# LLM-powered AI Agents

Table of contents
1. Understanding LLMs
2. Tools
3. Chat-based AI Agents
4. Service-based AI agents

In [1]:
from language_models.proxy_client import BTPProxyClient
from language_models.settings import settings

proxy_client = BTPProxyClient(
    client_id=settings.CLIENT_ID,
    client_secret=settings.CLIENT_SECRET,
    auth_url=settings.AUTH_URL,
    api_base=settings.API_BASE,
)

## 1. Understanding LLMs

In [2]:
from language_models.models.llm import OpenAILanguageModel, ChatMessage, ChatMessageRole

In [3]:
llm = OpenAILanguageModel(
    proxy_client=proxy_client,
    model="gpt-35-turbo",
    max_tokens=256,
    temperature=0.0,
)

In [4]:
prompt = """Take the following movie review and determine the sentiment of the review.

Movie review:
Wow! This movie was incredible. The acting was superb, and
the plot kept me on the edge of my seat. I highly recommend it!
"""

response = llm.get_completion([ChatMessage(role=ChatMessageRole.USER, content=prompt)])
print(response)

Sentiment: Positive


In [5]:
prompt = """Take the following movie review and determine the sentiment of the review.

Movie review:
Wow! This movie was incredible. The acting was superb, and
the plot kept me on the edge of my seat. I highly recommend it!

Respond with positive or negative.
"""

response = llm.get_completion([ChatMessage(role=ChatMessageRole.USER, content=prompt)])
print(response)

positive


In [6]:
system_prompt = "Take the following movie review and determine the sentiment of the review. Respond with 1 (positive) or 0 (negative)."

prompt = "Wow! This movie was incredible. The acting was superb, and the plot kept me on the edge of my seat. I highly recommend it!"

response = llm.get_completion([
    ChatMessage(role=ChatMessageRole.SYSTEM, content=system_prompt), 
    ChatMessage(role=ChatMessageRole.USER, content=prompt),
])
print(response)

1


In [7]:
system_prompt = "Take the following movie review determine the sentiment of the review. Respond with 1 (positive) or 0 (negative)."

prompt = "Will it rain in Seattle today?"

response = llm.get_completion([
    ChatMessage(role=ChatMessageRole.SYSTEM, content=system_prompt), 
    ChatMessage(role=ChatMessageRole.USER, content=prompt),
])
print(response)

I'm sorry, I am an AI language model and I do not have access to real-time weather information. I recommend checking a reliable weather website or using a weather app to get the most accurate and up-to-date forecast for Seattle.


In [8]:
system_prompt = """Take the following movie review and determine the sentiment of the review. 

Respond with 1 (positive) or 0 (negative).

If you don't receive a movie review, respond with -1.
"""

prompt = "Will it rain in Seattle today?"

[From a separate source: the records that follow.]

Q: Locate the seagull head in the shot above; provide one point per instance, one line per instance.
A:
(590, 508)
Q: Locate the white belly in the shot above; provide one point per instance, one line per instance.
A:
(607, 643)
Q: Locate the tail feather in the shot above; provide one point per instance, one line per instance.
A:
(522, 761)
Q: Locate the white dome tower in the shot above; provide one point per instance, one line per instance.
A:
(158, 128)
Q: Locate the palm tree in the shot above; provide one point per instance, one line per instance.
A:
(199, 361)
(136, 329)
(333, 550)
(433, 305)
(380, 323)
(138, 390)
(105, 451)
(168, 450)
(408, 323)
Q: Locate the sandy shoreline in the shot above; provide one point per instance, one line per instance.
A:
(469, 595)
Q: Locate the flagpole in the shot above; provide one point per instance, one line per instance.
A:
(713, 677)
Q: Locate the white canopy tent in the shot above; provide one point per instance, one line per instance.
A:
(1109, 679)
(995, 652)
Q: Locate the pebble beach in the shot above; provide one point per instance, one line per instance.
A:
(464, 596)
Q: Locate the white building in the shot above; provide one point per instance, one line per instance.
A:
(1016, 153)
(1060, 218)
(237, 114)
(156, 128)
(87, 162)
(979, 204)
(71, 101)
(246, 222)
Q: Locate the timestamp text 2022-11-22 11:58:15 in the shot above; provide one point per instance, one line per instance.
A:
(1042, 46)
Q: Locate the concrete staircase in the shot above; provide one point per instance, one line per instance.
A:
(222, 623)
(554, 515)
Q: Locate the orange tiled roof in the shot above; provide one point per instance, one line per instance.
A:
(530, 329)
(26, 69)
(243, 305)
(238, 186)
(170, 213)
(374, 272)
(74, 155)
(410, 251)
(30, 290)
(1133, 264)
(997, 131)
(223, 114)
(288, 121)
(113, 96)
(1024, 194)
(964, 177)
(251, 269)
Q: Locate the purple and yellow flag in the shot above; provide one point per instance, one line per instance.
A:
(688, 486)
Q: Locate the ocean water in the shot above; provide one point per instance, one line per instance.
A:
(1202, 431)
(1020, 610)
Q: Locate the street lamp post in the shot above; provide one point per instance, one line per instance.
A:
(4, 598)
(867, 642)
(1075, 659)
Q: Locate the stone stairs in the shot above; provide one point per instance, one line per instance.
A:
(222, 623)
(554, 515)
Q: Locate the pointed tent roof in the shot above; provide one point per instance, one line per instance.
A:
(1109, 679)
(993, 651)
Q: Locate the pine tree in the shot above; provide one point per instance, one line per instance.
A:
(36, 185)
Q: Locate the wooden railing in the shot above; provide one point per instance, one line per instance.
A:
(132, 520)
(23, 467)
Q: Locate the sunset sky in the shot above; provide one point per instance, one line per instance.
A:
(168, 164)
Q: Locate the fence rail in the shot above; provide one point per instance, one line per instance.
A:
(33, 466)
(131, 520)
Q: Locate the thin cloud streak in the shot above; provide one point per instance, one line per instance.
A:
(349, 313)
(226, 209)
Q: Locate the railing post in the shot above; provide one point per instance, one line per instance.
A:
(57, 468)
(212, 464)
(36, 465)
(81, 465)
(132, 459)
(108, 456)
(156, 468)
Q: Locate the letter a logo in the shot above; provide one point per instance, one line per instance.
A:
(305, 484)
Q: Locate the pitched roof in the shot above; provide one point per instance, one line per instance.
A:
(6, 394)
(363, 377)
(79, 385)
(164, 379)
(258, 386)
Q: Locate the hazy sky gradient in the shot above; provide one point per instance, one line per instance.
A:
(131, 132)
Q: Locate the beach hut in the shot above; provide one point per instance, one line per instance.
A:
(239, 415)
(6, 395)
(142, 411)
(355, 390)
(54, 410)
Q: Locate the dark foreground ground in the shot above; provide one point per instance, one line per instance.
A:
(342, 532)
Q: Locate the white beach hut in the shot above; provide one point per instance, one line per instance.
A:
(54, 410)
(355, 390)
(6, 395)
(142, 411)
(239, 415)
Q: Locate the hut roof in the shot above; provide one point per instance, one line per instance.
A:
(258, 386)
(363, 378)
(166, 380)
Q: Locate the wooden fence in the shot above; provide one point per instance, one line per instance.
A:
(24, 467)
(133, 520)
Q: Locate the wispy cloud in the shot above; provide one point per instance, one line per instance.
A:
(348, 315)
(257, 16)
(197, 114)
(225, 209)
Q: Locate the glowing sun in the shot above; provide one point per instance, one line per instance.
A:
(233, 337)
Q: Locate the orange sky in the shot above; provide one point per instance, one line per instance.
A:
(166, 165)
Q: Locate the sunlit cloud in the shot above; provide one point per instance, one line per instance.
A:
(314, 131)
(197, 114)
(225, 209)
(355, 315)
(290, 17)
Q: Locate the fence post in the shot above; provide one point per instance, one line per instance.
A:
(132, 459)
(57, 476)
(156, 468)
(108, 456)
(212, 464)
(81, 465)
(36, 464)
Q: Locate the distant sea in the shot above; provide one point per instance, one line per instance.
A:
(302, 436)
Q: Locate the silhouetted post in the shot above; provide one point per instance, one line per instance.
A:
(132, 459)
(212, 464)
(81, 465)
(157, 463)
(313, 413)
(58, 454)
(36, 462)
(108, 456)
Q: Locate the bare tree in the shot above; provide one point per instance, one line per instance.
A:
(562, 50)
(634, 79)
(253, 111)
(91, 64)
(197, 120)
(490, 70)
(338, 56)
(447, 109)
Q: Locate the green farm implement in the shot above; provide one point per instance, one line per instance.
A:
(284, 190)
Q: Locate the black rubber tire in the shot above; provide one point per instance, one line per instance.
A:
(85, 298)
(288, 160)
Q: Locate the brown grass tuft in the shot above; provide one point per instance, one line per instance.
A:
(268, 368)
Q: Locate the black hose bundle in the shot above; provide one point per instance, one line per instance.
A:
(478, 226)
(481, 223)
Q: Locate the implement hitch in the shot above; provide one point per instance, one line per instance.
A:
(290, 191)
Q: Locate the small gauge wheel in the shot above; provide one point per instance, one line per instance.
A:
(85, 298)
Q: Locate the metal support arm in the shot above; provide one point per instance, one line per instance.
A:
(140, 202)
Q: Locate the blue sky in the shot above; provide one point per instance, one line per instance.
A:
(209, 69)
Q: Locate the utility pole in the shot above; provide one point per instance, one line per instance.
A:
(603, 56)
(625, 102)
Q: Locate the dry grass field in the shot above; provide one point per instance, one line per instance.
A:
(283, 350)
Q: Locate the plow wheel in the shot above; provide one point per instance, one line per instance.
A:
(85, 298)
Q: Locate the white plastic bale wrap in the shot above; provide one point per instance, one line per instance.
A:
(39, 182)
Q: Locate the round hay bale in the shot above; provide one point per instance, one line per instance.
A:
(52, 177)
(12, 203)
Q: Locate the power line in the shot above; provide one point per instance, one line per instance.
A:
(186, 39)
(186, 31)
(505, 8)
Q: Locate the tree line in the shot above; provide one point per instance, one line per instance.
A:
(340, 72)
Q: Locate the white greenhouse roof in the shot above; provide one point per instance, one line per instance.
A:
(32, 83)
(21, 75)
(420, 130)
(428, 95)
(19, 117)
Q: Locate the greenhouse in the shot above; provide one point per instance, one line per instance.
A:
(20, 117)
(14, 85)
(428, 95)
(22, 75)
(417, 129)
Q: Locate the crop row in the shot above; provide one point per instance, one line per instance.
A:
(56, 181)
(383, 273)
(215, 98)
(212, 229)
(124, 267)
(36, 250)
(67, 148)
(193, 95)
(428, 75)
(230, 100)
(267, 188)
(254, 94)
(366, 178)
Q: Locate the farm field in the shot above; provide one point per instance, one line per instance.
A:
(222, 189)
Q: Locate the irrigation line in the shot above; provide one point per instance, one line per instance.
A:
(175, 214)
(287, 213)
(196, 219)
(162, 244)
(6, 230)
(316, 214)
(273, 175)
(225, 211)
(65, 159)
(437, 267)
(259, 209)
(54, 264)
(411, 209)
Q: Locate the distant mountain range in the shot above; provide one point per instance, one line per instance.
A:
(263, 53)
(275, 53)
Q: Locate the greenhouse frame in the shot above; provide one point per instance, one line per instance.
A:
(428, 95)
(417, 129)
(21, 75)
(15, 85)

response = llm.get_completion([
    ChatMessage(role=ChatMessageRole.SYSTEM, content=system_prompt), 
    ChatMessage(role=ChatMessageRole.USER, content=prompt),
])
print(response)

-1


## 2. Tools

In [9]:
import json
from language_models.tools.tool import Tool
from pydantic import BaseModel, Field
from typing import Any

In [10]:
prompt = "Total Raw Cost = $549.72 + $6.98 + $41.00 + $35.00 + $552.00 + $76.16 + $29.12" # answer: $1,289.98

response = llm.get_completion([ChatMessage(role=ChatMessageRole.USER, content=prompt)])
print(response)

Total Raw Cost = $1,290.98


In [11]:
def calculator(expression: str) -> Any:
    return eval(expression)

class Calculator(BaseModel):
    expression: str = Field(description="A math expression.")

calculator_tool = Tool(
    func=calculator,
    name="Calculator",
    description="Use this tool when you want to do calculations.",
    args_schema=Calculator
)
print(calculator_tool)

tool name: Calculator, tool description: Use this tool when you want to do calculations., tool input: {{'expression': {{'description': 'A math expression.', 'title': 'Expression', 'type': 'string'}}}}


In [12]:
system_prompt = f"""Take the following prompt and calculate the result.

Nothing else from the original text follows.